Similar cases have multiplied in recent weeks. Firefighters receive an average of four calls a day for vehicles suddenly catching fire, according to sources who spoke on condition of anonymity for fear of reprisals.

Although Petroleos de Venezuela (PDVSA) denies that these fires are linked to the poor quality of gasoline distributed in Maracaibo, experts are doubtful.

“There were failures in the refineries” of the Paraguana complex, “responsible for the processing, refining and distribution of fuel for the state of Zulia (of which Maracaibo is the capital)”, Hugo told AFP. Hernandez Raffalli, former executive of PDVSA.
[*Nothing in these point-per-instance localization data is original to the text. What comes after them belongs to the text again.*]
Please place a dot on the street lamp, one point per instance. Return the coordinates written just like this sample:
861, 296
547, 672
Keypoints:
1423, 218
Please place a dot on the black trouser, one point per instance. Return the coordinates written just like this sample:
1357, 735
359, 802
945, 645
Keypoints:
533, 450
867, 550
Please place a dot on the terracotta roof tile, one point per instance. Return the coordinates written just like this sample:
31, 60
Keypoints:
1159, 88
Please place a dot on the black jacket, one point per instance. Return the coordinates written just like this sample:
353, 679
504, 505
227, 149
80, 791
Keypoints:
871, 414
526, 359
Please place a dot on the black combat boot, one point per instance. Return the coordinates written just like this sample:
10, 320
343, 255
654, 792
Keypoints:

Specialists agree that, for lack of solvents, the gasoline distributed is very corrosive with high concentrations of sulphur, which damages the gasoline pumps of cars, but above all increases the risk of fire.

The region, although the country’s former oil capital, has suffered from recurrent fuel shortages for more than ten years, aggravated by smuggling.

With the state heavily subsidizing gasoline which was almost free until 2020, traffic to Colombia was booming. In 2019, an egg in a supermarket cost the equivalent of 90 million liters of gasoline!

Ibsen Chacin, a 52-year-old mechanic, overhauled 25 cars in the past two weeks whose fuel pumps no longer worked.

“The cars are stuck in the middle of the road and you are called to solve the problem… They (PDVSA) say that the gasoline is perfect but pfff”, he breathes without saying more. “Even if the parts are of poor quality, it’s not possible for them to last only a few days” with this essence, he says.

Maria Urdaneta had to change the gas pump in her van seven times in three weeks. “We live in a state of stress for fear of breakdown or worse of a fire,” explains the 47-year-old trader.

“It’s not normal, it’s a huge wear and tear. If I keep going at this pace, I’m going to have to park the car and get around on a scooter,” she said.

At the same time, the sale of fire extinguishers has exploded, according to traders.

Faced with the wave of complaints, PDVSA is defending itself with a communication campaign on social networks. Yamaru Duran, a quality control specialist at the Venezuelan Institute of Petroleum Technology (Intevep), assures in a video that the gasoline distributed in Zulia has successfully passed all the tests.

“Smell it, smell it,” an official says in another video as he passes a plastic canister to several other people. These videos are mocked on the networks. “PDVSA founds the first Academy of Essence Sommeliers,” quipped “The Fake Post.”